The same study has indicated that some morphological characters such as details of the furcula and pelvis have evolved convergently and are no indicators of close relationship. Similarly, the leg/foot color wildly varies between close relatives, with the spotted redshank, the greater yellowlegs, and the common greenshank for example being more closely related among each other than to any other species in the group; the ancestral coloration of the legs and feet was fairly certainly drab buffish as in e.g. the green sandpiper. On the other hand, the molecular phylogeny reveals that the general habitus and size as well as the overall plumage pattern are good indicators of an evolutionary relationship in this group.
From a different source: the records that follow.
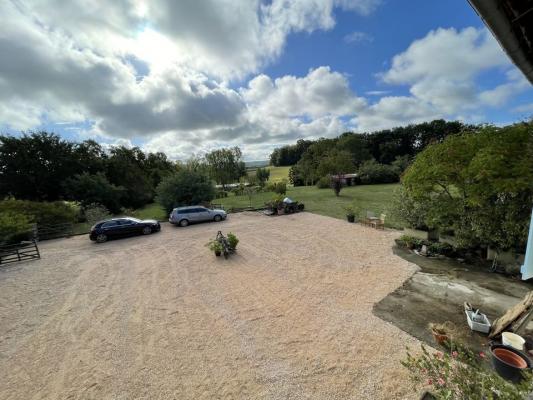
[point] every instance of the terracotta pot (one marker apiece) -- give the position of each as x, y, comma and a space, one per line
440, 338
509, 362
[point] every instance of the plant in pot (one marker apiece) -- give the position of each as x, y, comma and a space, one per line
442, 333
216, 247
350, 214
232, 241
462, 374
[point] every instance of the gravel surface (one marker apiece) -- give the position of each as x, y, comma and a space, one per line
159, 317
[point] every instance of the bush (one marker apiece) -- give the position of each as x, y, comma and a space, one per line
41, 213
373, 172
220, 194
14, 227
96, 212
90, 189
184, 188
324, 183
462, 374
278, 187
232, 240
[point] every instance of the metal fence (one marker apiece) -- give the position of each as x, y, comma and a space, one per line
44, 232
23, 251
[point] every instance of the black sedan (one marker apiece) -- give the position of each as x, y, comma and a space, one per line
120, 227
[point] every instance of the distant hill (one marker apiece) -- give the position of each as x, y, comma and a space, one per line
256, 164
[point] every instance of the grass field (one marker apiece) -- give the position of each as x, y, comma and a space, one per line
278, 173
376, 198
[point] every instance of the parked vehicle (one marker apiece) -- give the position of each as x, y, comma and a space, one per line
183, 216
120, 227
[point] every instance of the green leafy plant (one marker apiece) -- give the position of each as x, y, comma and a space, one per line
215, 246
411, 242
232, 240
463, 375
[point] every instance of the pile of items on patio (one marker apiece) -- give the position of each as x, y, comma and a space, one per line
510, 352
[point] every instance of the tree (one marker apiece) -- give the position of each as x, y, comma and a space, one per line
127, 168
33, 166
184, 188
89, 189
373, 172
479, 185
262, 175
336, 164
225, 165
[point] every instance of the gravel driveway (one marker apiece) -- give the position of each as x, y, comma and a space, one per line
159, 317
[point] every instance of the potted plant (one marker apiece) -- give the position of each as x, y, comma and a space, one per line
459, 373
509, 362
216, 247
232, 240
350, 214
441, 332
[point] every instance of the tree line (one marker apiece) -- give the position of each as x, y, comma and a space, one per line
477, 185
43, 167
378, 157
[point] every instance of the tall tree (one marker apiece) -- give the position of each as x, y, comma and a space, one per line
225, 165
335, 165
33, 166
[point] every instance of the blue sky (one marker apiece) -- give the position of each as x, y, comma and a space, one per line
186, 77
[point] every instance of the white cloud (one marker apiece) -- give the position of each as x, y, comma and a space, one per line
161, 72
358, 37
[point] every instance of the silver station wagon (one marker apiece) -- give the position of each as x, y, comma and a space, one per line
183, 216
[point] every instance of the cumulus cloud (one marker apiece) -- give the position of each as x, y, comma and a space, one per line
163, 73
358, 37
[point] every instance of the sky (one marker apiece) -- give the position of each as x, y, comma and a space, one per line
185, 77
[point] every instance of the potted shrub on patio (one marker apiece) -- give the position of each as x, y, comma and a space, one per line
462, 374
216, 247
232, 240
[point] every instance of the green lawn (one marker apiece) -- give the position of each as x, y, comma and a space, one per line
151, 211
278, 173
376, 198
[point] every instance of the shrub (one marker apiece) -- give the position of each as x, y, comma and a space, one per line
232, 240
14, 227
440, 248
91, 189
462, 374
184, 188
41, 213
95, 212
278, 187
410, 212
220, 194
324, 183
373, 172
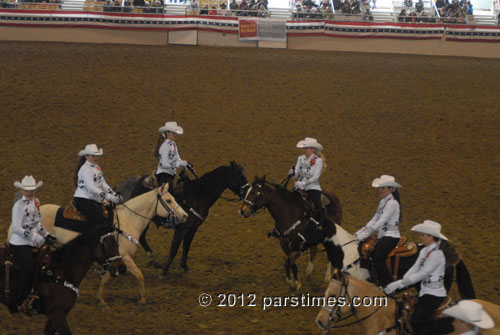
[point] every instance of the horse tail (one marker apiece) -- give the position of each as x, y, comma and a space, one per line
464, 281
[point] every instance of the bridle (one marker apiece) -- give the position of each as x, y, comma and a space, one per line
335, 313
260, 193
159, 200
109, 260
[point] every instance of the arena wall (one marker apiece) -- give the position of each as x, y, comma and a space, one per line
225, 34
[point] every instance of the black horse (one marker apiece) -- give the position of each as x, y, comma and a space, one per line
58, 281
295, 229
195, 197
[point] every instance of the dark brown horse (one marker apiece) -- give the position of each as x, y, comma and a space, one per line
292, 217
195, 197
57, 284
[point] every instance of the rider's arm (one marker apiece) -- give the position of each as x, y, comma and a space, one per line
391, 208
317, 168
86, 175
434, 260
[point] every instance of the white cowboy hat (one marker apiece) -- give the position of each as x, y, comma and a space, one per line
91, 149
173, 127
385, 181
472, 313
430, 228
309, 142
28, 184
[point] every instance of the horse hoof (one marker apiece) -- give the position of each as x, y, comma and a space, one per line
104, 306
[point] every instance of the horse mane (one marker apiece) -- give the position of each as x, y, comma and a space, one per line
214, 177
285, 194
65, 253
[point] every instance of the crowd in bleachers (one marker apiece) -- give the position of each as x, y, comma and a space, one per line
310, 9
456, 11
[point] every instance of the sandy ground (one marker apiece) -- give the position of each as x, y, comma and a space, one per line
433, 122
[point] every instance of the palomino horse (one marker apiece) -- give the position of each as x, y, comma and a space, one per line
131, 218
296, 231
196, 197
57, 285
374, 316
352, 264
493, 310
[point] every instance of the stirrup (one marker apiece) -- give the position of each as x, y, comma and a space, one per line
27, 305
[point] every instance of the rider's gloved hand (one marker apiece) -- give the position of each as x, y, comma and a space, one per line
50, 239
113, 198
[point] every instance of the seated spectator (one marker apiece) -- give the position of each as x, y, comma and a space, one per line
263, 3
402, 15
127, 6
194, 5
367, 16
419, 6
243, 8
139, 3
263, 11
470, 10
233, 6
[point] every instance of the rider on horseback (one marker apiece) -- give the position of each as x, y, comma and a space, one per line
168, 155
308, 169
386, 223
429, 270
91, 188
27, 234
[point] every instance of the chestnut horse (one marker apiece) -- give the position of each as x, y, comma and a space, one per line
296, 231
57, 284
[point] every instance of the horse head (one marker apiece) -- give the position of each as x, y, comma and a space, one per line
255, 198
237, 182
169, 207
107, 253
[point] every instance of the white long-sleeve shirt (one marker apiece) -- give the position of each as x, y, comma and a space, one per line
385, 220
308, 170
26, 226
169, 159
429, 270
91, 184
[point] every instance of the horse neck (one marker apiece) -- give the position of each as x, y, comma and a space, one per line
342, 238
284, 212
134, 215
210, 187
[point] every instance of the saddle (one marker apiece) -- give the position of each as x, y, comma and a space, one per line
402, 249
70, 218
325, 201
406, 307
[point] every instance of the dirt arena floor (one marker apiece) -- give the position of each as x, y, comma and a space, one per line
433, 122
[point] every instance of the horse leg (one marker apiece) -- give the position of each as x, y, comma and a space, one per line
310, 266
335, 254
174, 247
100, 292
186, 244
145, 245
49, 330
328, 272
132, 267
58, 323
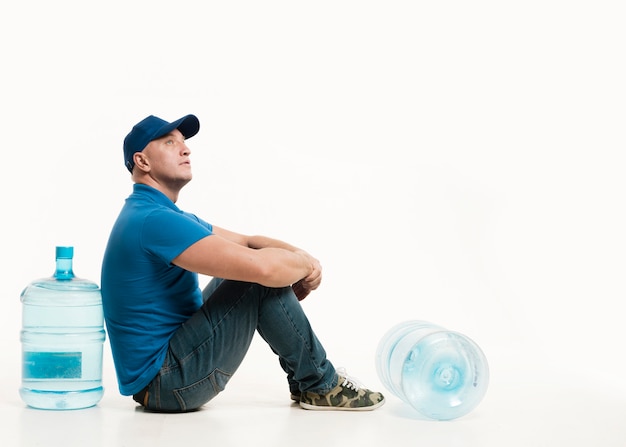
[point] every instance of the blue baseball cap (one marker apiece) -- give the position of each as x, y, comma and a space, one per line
153, 127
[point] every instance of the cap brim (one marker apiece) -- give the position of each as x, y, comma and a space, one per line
188, 125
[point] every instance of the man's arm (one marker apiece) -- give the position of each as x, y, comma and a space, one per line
259, 259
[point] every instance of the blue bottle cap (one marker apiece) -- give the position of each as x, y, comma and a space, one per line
65, 252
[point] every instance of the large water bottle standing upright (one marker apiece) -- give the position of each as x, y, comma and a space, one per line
62, 339
442, 374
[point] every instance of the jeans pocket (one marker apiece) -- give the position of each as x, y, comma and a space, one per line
197, 394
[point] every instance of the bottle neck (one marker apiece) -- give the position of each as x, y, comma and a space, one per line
64, 269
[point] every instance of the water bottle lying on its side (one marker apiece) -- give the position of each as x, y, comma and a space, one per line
442, 374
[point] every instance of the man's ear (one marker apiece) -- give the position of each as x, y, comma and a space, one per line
140, 161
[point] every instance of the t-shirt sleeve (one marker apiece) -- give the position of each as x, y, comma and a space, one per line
167, 233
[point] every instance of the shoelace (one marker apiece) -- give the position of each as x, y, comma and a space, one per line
348, 382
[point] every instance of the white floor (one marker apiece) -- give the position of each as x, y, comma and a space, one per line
523, 407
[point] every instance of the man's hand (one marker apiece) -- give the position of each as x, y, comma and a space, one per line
306, 285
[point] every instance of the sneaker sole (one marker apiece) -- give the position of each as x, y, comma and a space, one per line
331, 408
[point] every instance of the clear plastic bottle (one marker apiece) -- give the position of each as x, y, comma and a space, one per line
62, 339
442, 374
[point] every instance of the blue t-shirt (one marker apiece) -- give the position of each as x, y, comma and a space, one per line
144, 296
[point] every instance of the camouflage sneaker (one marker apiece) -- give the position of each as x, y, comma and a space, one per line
347, 395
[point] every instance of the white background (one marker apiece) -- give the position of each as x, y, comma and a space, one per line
459, 162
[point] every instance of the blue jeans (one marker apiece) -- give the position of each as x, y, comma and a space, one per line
207, 349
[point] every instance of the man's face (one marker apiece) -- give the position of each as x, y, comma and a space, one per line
167, 158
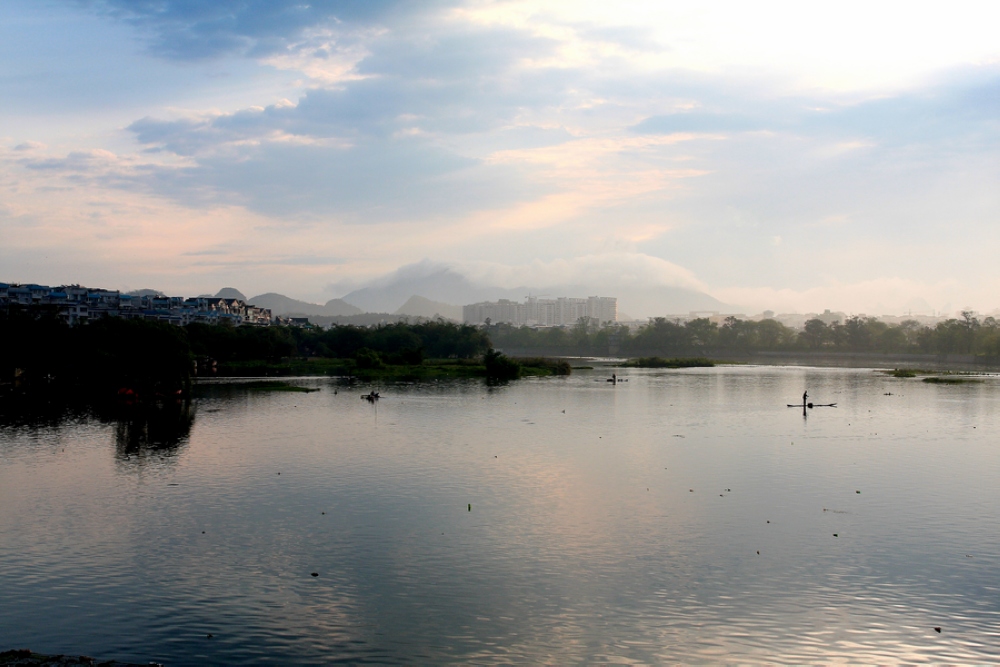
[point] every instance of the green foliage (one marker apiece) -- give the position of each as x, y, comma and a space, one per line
368, 359
146, 357
500, 367
660, 362
672, 338
552, 366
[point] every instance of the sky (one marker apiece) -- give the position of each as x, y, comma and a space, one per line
776, 155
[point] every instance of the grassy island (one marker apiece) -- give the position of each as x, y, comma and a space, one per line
678, 362
141, 360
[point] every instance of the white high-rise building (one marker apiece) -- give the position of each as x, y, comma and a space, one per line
564, 311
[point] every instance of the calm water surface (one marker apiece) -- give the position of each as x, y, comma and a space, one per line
681, 517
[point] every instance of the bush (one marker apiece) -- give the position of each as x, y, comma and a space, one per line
500, 367
368, 359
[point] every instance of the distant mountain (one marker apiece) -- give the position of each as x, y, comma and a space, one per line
447, 286
279, 304
443, 285
418, 306
230, 293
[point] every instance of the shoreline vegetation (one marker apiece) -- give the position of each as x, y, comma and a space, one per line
142, 360
677, 362
25, 657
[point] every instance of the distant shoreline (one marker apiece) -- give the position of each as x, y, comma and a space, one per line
950, 362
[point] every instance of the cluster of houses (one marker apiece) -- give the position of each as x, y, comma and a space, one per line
77, 305
564, 311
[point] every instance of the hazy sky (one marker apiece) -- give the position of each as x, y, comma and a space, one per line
792, 156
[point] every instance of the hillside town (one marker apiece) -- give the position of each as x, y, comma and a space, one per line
77, 305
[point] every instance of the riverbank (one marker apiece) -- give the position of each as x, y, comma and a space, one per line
25, 657
932, 362
429, 369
The Nordmann's greenshank, a rare and endangered species, was not available for molecular analyses. It is fairly aberrant and was formerly placed in the monotypic genus Pseudototanus. It appears closest overall to the semipalmata-flavipes and the stagnatilis-totanus-glareola groups, though it also has some similarities to the greater yellowlegs and common greenshank.

===Fossil record===
Fossil shanks are known since the Miocene, possibly even since the Eo-/Oligocene some 33–30 million years ago (mya) which would be far earlier than most extant genera of birds. However, it is uncertain whether Tringa edwardsi indeed belongs into the present-day genus or is a distinct, ancestral form. The time of the Tringa-Actitis-Xenus-Phalaropus divergence has been tentatively dated at 22 mya, the beginning of the Miocene; even if the dating is largely conjectural, it suggests that T. edwardsi does indeed not belong into the modern genus. Molecular dating—which is not too reliable, however—indicates that the diversification into the known lineages occurred between 20 and 5 mya. The fossil record contains species formerly separated in Totanus from the Early Miocene onwards. Although these are usually known from very scant remains, the fact that apparently apomorphic Tringa as well as a putative phalarope are known from about 23–22 mya indicates that the shank-phalarope group had already diverged into the modern genera by the start of the Miocene. The biogeography of living and fossil species—notably, the rarity of the latter in well-researched North American sites—seems to suggest that Tringa originated in Eurasia. Time and place neatly coincide with the disappearance of the last vestiges of the Turgai Sea, and this process may well have been a major factor in the separation of the genera in the shank-phalarope clade. Still, scolopacids are very similar osteologically, and many of the early fossils of presumed shanks require revaluation.
- ?Tringa edwardsi (Quercy Late Eocene/Early Oligocene of Mouillac, France)
- ?Tringa gracilis (Early Miocene of WC Europe) – calidrid?
- ?Tringa lartetianus (Early Miocene of Saint-Gérand-le-Puy, France)
- Tringa spp. (Early Miocene of Ravolzhausen, Germany – Early Pleistocene of Europe)
- ?Tringa grivensis (Middle Miocene of Grive-Saint-Alban, France)
- ?Tringa majori (Middle Miocene of Grive-Saint-Alban, France)
- ?Tringa minor (Middle Miocene of Grive-Saint-Alban, France) – includes "Erolia" ennouchii; calidriid?
- ?Tringa grigorescui (Middle Miocene of Ciobăniţa, Romania)
- ?Tringa scarabellii (Late Miocene of Senigallia, Italy)
- Tringa sp. 1 (Late Miocene/Early Pliocene of Lee Creek Mine, US)
- Tringa sp. 2 (Late Miocene/Early Pliocene of Lee Creek Mine, US)
- ?Tringa numenioides (Early Pliocene of Odesa, Ukraine)
- Tringa antiqua (Late Pliocene of Meade County, US)
- Tringa ameghini (Late Pleistocene of Talara Tar Seeps, Peru)

"Tringa" hoffmanni is now in Ludiortyx. While its relationships are disputed, it was not a charadriiform.